Quoted by Input Mag, Justice of the Supreme Court of the United Kingdom Lord Leggatt reportedly told the BBC: “The Supreme Court unanimously dismissed Uber’s appeal that it was an intermediary party and stated that drivers should be considered to be working not only when driving a passenger, but whenever logged in to the app.”
Unlike California, the UK’s Supreme Court’s decision puts an end to Uber’s potential pathways out of finally having to offer basic benefits to its British-based drivers. “I think it’s a massive achievement in a way that we were able to stand up against a giant,” said Yaseen Aslaam, one of the original plaintiffs and president of the UK’s App Drivers & Couriers Union.

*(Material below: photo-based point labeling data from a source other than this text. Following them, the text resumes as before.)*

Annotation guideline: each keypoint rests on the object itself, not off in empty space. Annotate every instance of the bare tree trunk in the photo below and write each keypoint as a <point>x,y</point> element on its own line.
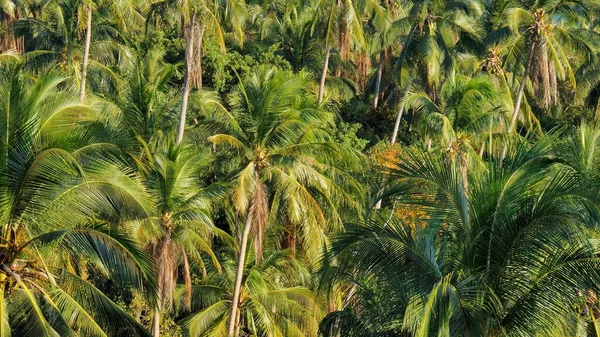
<point>156,322</point>
<point>394,136</point>
<point>324,74</point>
<point>517,108</point>
<point>4,330</point>
<point>189,54</point>
<point>86,51</point>
<point>379,75</point>
<point>198,36</point>
<point>239,274</point>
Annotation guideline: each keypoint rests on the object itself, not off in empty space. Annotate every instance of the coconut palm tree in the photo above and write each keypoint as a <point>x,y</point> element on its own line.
<point>286,157</point>
<point>339,23</point>
<point>178,230</point>
<point>274,301</point>
<point>545,32</point>
<point>124,12</point>
<point>198,17</point>
<point>493,260</point>
<point>53,39</point>
<point>58,213</point>
<point>440,33</point>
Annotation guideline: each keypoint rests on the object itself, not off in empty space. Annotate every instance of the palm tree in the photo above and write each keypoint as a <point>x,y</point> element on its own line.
<point>178,229</point>
<point>194,16</point>
<point>341,28</point>
<point>545,32</point>
<point>123,11</point>
<point>139,123</point>
<point>440,32</point>
<point>285,153</point>
<point>10,11</point>
<point>58,211</point>
<point>272,302</point>
<point>492,260</point>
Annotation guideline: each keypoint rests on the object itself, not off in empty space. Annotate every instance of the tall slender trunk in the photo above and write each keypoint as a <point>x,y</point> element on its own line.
<point>394,136</point>
<point>198,36</point>
<point>156,322</point>
<point>189,54</point>
<point>4,331</point>
<point>517,108</point>
<point>324,74</point>
<point>239,274</point>
<point>379,75</point>
<point>86,51</point>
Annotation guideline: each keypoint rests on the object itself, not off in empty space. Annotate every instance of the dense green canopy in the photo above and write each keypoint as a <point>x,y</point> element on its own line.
<point>283,168</point>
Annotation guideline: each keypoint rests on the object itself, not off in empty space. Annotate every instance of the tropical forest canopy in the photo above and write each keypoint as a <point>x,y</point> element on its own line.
<point>282,168</point>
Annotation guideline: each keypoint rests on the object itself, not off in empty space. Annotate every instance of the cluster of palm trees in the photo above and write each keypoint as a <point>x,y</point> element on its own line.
<point>137,201</point>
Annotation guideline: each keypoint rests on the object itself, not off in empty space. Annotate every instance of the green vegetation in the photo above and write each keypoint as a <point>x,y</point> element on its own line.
<point>285,168</point>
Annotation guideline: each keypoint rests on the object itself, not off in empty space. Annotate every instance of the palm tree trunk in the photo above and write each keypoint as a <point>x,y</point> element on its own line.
<point>379,75</point>
<point>196,77</point>
<point>324,74</point>
<point>517,108</point>
<point>3,312</point>
<point>156,322</point>
<point>239,274</point>
<point>394,135</point>
<point>86,51</point>
<point>189,53</point>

As expected, Uber is already claiming the ruling’s fine print only applies to a “small number” of its drivers, like the ones who filed the complaint five years, and that the company has already addressed these changes. However, Internet Institute research associate at the University of Oxford Dr. Alex Wood argued that the new rules “aren’t enforced and it falls to workers to bring subsequent tribunals … in reality, it’s very easy for Uber to just ignore this until more tribunals come for the remaining 40,000 [workers].”
Back in Nov. 2020, California voters passed Prop 22, a legal amendment that exempted gig-economy companies like Uber, Postmates, and Lyft from having to classify their workers as employees, thus overriding AB5. This law required the companies to classify their workers as employees instead of independent workers, which would have provided them with full benefits. Before Prop 22’s passage, Uber, Lyft, and other gig companies refused to comply with AB5 and even threatened to shut down operations in California at one point if they were forced to do so.
Authored by Uber, Lyft, Instacart, and DoorDash, Prop 22 went into effect in mid-Dec. 2020 after an aggressive public relations campaign of more than $200m launched by the companies — making it the most expensive ballot measure in California’s history. And despite their win at the ballot box, several gig apps like Uber and DoorDash announced fees for customers in California would increase to cover the costs of the Prop 22 driver benefits promised, even after several of the apps claimed prices would hike if Prop 22 didn’t pass.
Uber has regularly maintained that the increased financial burden to offer its drivers more benefits and standard hourly rates will cause their fees to skyrocket for consumers. And yet, Uber somehow managed to spend $100 million in ad money alone.